Needing a clutch performance to set the stage for his fourth career NHRA Pro Stock world championship, Greg Anderson delivered Sunday.

Anderson clocked a 6.698-second elapsed time at 204.70 mph to beat Bo Butner, who slowed to 15.506 seconds.

Anderson, the driver of the red Ken Black Racing (KB Racing) Summit Racing Chevrolet Camaro, leaves Las Vegas with a 40-point and 76-point lead over his teammates – Bo Butner and Jason Line with one race left in the season at Pomona, Calif., (Nov. 9-12).

“This was huge,” Anderson said. “The ultimate scenario for us at KB Racing was to eliminate the Gray team over there, Drew Skillman and Tanner Gray. I didn’t think it would happen. They have great race cars and they are great race car drivers, but somehow, we found a way and we outlasted them (Sunday) and now they are not a part of the equation. Now, there are three KB Racing cars in there and it is a dream scenario for us. Now we are just going to have to go out there and settle it amongst ourselves. A 40-point lead is obvious great, I feel great about that, but there are 30 points a round when you get to Pomona, so nothing is over yet. As great a day as we had (Sunday) and only came out 40 points ahead, it probably just means you are going to have to go to Pomona and win to be the world champion. That’s the way it should be. If you’re going to be a world champion, you should have to earn every inch of it. That’s the way it’s going to be at Pomona and hopefully we can execute like we did (Sunday).”

Anderson defeated Alan Prusiensky, Chris McGaha, Jason Line and Butner.

This was a fabulous weekend for Anderson. He qualified No. 1 and won his fourth race of the season and the 90th of his career. He is the second-most winning driver of all time in the category. Only Warren Johnson has more Pro Stock trophies (97).

Anderson has the most Pro Stock victories at The Strip in Las Vegas with eight. His most recent victory – before Sunday – came in 2010.

“We put a smile on (owner) Ken Black’s face and folks from Summit who were here (Sunday) and I can’t thank everybody enough,” Anderson said.

Anderson acknowledged his team isn’t going to change its game plan with a championship on the line for he, Butner and Line.

“We try to operate as an open book and we try to do all we can to make every car as fast as we can, that’s just are M.O. and that’s what we do. I guess we do the best we can to beat ourselves. That’s what is so unique about our race team, you can’t predict what is going to happen. That’s what makes you feel the best at the end of day when you come out on top. You want all the cars to be even and let the drivers and crew chiefs settle it.”

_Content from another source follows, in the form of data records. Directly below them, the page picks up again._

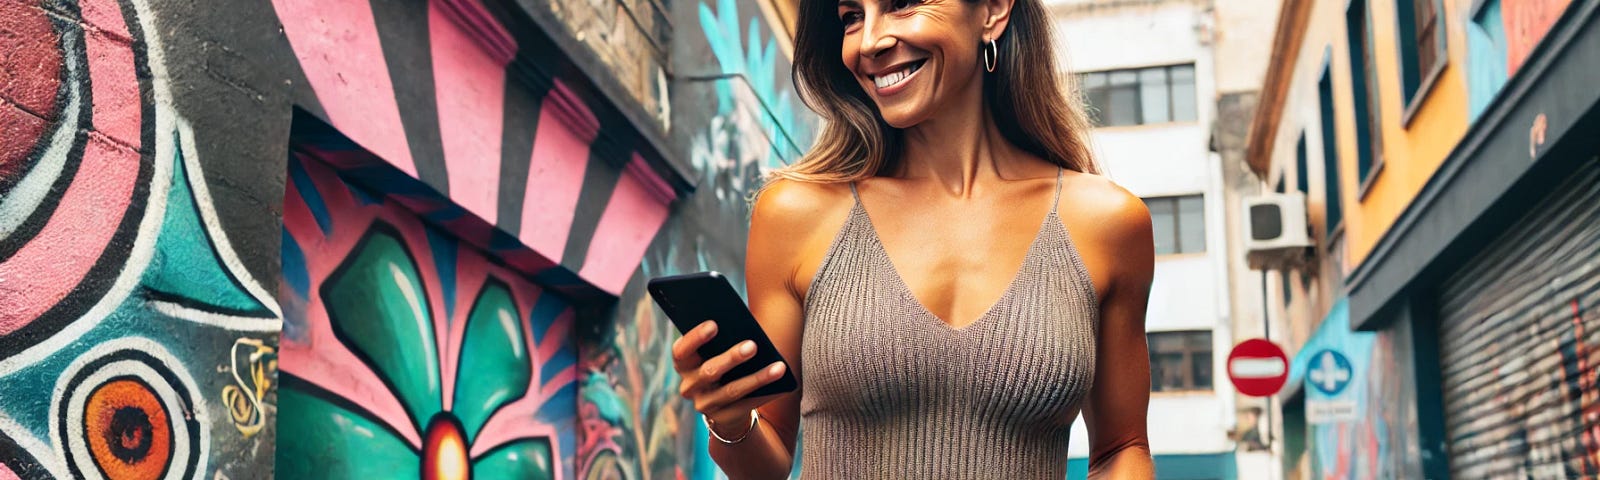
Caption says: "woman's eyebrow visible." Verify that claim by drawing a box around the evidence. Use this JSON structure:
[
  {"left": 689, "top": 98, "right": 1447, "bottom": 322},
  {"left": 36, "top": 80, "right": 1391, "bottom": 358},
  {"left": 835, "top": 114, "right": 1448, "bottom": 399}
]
[{"left": 837, "top": 0, "right": 862, "bottom": 8}]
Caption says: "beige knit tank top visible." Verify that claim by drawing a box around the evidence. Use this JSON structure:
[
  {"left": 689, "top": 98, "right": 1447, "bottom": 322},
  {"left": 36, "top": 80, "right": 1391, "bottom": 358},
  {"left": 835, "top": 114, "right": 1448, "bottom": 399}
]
[{"left": 798, "top": 168, "right": 1099, "bottom": 479}]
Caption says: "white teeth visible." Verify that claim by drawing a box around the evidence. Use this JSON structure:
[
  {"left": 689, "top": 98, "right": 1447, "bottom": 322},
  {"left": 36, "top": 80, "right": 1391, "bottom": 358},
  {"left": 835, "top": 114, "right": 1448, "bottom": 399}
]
[{"left": 873, "top": 62, "right": 922, "bottom": 90}]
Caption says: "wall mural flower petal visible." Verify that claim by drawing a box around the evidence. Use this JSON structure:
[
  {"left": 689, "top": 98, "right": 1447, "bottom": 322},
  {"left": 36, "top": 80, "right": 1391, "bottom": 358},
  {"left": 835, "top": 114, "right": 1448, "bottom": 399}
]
[
  {"left": 276, "top": 387, "right": 419, "bottom": 478},
  {"left": 324, "top": 227, "right": 445, "bottom": 431},
  {"left": 474, "top": 438, "right": 556, "bottom": 479},
  {"left": 454, "top": 282, "right": 533, "bottom": 443}
]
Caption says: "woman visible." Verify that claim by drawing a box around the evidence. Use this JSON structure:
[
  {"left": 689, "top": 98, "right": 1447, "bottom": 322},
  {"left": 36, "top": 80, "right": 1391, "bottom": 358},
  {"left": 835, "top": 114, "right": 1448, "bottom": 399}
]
[{"left": 670, "top": 0, "right": 1155, "bottom": 476}]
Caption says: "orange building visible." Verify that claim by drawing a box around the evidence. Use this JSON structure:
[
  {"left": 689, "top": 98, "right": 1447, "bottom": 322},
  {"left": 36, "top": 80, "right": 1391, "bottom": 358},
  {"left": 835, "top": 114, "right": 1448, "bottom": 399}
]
[{"left": 1246, "top": 0, "right": 1599, "bottom": 477}]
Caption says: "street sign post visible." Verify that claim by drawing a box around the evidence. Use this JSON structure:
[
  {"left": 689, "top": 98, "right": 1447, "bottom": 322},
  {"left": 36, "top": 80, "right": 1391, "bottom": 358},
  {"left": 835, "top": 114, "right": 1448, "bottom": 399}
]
[
  {"left": 1305, "top": 349, "right": 1358, "bottom": 424},
  {"left": 1227, "top": 338, "right": 1288, "bottom": 397}
]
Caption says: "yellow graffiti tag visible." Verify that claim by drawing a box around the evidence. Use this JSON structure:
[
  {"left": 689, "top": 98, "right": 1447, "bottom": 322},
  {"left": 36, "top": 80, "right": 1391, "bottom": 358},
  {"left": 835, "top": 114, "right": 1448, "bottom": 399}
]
[{"left": 220, "top": 337, "right": 276, "bottom": 438}]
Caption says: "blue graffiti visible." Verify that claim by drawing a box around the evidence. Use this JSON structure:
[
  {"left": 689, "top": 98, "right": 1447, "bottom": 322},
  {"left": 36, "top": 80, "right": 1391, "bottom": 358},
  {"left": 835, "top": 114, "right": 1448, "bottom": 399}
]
[{"left": 699, "top": 0, "right": 811, "bottom": 167}]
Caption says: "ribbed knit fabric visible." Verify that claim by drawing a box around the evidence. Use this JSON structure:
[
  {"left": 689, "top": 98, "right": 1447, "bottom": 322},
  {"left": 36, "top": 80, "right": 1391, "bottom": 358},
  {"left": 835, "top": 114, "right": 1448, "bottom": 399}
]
[{"left": 798, "top": 168, "right": 1099, "bottom": 479}]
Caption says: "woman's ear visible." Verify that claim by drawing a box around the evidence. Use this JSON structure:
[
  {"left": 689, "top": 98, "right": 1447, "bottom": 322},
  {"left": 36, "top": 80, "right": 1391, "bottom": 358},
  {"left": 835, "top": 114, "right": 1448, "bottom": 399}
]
[{"left": 981, "top": 0, "right": 1016, "bottom": 40}]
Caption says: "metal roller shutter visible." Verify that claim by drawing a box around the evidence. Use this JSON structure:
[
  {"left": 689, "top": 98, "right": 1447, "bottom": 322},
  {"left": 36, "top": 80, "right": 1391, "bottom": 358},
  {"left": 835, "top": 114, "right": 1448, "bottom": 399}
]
[{"left": 1436, "top": 159, "right": 1600, "bottom": 479}]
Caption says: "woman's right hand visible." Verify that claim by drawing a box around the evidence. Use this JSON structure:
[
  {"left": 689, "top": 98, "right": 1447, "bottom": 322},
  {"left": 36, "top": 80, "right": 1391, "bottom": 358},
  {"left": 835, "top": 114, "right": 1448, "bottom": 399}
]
[{"left": 672, "top": 320, "right": 789, "bottom": 431}]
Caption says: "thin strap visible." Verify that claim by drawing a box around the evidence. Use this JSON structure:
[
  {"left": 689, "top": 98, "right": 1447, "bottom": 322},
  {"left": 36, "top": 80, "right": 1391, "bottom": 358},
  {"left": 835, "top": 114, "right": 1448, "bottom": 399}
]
[
  {"left": 849, "top": 181, "right": 862, "bottom": 205},
  {"left": 1050, "top": 167, "right": 1064, "bottom": 214}
]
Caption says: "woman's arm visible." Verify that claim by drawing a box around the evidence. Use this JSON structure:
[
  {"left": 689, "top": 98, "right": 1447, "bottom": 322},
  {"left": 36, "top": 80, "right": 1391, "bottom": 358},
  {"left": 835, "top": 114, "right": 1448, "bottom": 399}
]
[
  {"left": 1076, "top": 181, "right": 1156, "bottom": 479},
  {"left": 687, "top": 179, "right": 850, "bottom": 479}
]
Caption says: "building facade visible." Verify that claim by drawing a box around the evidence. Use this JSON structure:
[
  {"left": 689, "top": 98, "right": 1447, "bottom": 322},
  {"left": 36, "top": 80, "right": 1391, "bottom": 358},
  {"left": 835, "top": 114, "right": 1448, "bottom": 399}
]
[
  {"left": 0, "top": 0, "right": 813, "bottom": 478},
  {"left": 1248, "top": 0, "right": 1600, "bottom": 477},
  {"left": 1052, "top": 0, "right": 1275, "bottom": 477}
]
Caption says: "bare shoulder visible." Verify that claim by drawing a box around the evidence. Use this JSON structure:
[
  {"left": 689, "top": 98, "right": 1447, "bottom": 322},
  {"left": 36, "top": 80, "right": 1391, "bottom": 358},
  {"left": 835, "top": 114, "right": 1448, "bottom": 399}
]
[
  {"left": 750, "top": 177, "right": 855, "bottom": 237},
  {"left": 1057, "top": 172, "right": 1155, "bottom": 299},
  {"left": 748, "top": 177, "right": 857, "bottom": 291},
  {"left": 1058, "top": 171, "right": 1152, "bottom": 247}
]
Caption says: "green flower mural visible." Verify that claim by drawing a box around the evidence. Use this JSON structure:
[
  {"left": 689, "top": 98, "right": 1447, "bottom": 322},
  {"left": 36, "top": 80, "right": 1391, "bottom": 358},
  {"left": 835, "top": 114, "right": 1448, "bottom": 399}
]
[{"left": 280, "top": 156, "right": 578, "bottom": 479}]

NHRA announced Saturday that all 24 national events in the 2018 season will have 16 cars. On Oct. 3, NHRA told Pro Stock competitors because of low car counts and low interest among other things, the sanctioning body was going to have 8-car fields, instead of 16, at nine of the 24 of the national events in the 2018 season.

The list of 2018 national events with eight-car Pro Stock fields is comprised of Houston, Topeka, Kan., Epping, N.H., Englishtown, N.J., Bristol, Tenn., Denver, Sonoma, Calif., Seattle, and Brainerd, Minn.

Now, that is not the case and it’s something Anderson addressed.

“I’ve said it many times, I don’t feel Pro Stock is broken,” Anderson said. “Yeah, we need to make changes just like everybody does. The world changes and you can’t do what you did 10 years ago, you can’t do what you did five years ago. The entire world changes. The NHRA has to evolve, Top Fuel has to evolve, everybody has to get better. Yes, we have a great fan count, but we are all struggling to get enough car count, so we have to find a way to make it better for the racers.

The sport has so much going for it, you look up in the grandstands and they are full, no other motorsport can say that. We have an ace in the hole right there, let’s not mess it up. Let’s use that to our advantage and make this sport go through the roof like they did with NASCAR years ago. It is opportunity and we can make that happen. We are going to make everything better, better for everybody. We finally got shook enough that we realized that if we didn’t do something, it could come to an end and I think we have come up with a lot of great ideas and we are all thinking and working together. This sport is going to climb. I feel really good about the plans we have got.”

Anderson admitted he and Line are old-school racers, who want to compete like it was two decades ago, but he knew change was needed.

“That’s not going to work anymore,” Anderson said. “You have to change with the times and the grandstand wants something different than it did 20 years ago. They don’t have the same beliefs that we because we have been so deep in this sport for several years and we need to appease the new young crowd that comes to the races or we will not have a sport. It’s great. We got knocked on the head and finally realize it and we are going to make some decisions, go forward and make it better. At least, we are not starting in a negative where you don’t have anybody in the grandstand like other motorsports do, they have a real problem. We got problems, and the biggest problem is the grandstand and we are doing well there, so let’s fix the rest of it, so we can be the best of the best.”